Of particular advantage is the transfer of the structure of the pattern by ion beams into an ion beam sensitive negative lacquer, since the ion beam exposure allows a higher resolution compared to electron beam exposure. An additional improvement of the method is possible, if instead of using the ion-beam sensitive negative lacquer and the SiO2 etching mask, molybdenum or another material is used, which when exposed to ion beams has the characteristic of a negative resist.
On a suitable substrate, for instance silicon or aluminum, a first, approximately 5 μm thick nickel layer is deposited and then the pattern deposited on this by a suitable adhesive, using pressure and heat. Thereafter, the pattern transfer into the nickel layer occurs by ion beam etching at approximately 1 kV and 1 mA/cm2. In this connection, the current density and voltage are to be chosen so that no shrinkage or dissociation of the resist mask results and that an etching ratio relationship of Ani /Afoil >1 is kept; in special cases≈54 nm/min are obtained for ANi.

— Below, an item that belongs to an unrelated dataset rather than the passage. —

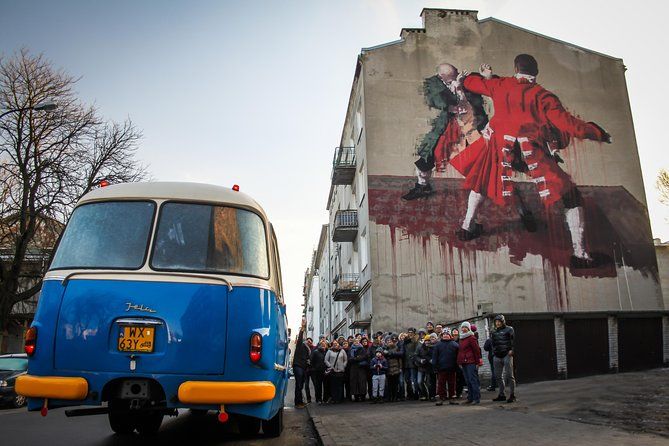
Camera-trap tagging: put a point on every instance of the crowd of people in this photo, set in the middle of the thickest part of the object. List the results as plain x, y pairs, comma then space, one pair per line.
436, 363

By adding suitable etching gases, this relationship can be optimized, so that only insignificant mask residue remains and a considerable etching of the substrate is omitted.

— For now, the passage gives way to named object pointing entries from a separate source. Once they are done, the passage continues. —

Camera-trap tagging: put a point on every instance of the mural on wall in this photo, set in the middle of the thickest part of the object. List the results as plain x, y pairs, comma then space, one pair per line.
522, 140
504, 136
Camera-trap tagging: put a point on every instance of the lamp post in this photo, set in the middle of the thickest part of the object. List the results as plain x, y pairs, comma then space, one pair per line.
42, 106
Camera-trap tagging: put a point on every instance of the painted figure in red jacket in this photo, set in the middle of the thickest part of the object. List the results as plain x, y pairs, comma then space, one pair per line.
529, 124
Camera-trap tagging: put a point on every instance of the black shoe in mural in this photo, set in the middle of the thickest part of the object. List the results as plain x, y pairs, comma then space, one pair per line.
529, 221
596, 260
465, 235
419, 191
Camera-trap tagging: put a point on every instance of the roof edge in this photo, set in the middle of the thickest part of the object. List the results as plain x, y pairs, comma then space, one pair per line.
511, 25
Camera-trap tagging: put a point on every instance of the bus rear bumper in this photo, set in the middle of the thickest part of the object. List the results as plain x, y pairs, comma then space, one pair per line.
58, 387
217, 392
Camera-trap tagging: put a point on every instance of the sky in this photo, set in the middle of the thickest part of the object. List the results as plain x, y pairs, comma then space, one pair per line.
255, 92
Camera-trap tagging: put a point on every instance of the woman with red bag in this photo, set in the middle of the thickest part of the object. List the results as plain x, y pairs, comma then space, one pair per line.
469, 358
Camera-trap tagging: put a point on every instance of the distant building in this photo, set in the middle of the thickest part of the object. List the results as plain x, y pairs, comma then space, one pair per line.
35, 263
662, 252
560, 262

After removing the residual resist mask by plasma etching or continued ion beam etching, photo- or electron resist is applied to this "grid structure" and the pattern structure transferred light-optically or by means of electron beam into the lacquer layer. Following the usual development and hardening, the second approximately 5 μm thick nickel layer is galvanically deposited.
Following the removal of the lacquer and the substrate, the desired self-supporting spacing mask is ready.
The structure of the pattern described in Example 1 is influenced by the well known manufacturing process for these films that, following the depositing of the foil on a suitable substrate, the holes produced by the nuclear radiation merge and film islands, around 1 μm in diameter, remain on the substrate. Thereafter the first, approximately 5 μm thick, nickel layer is galvanically deposited, so that a smooth surface (nickel mesh with foil islands) is produced. Onto this is deposited photo or electron resist, into which the design structure is transferred in the described manner. After the galvanic depositing of the second nickel layer, substrate and film residue are removed according to Example 2.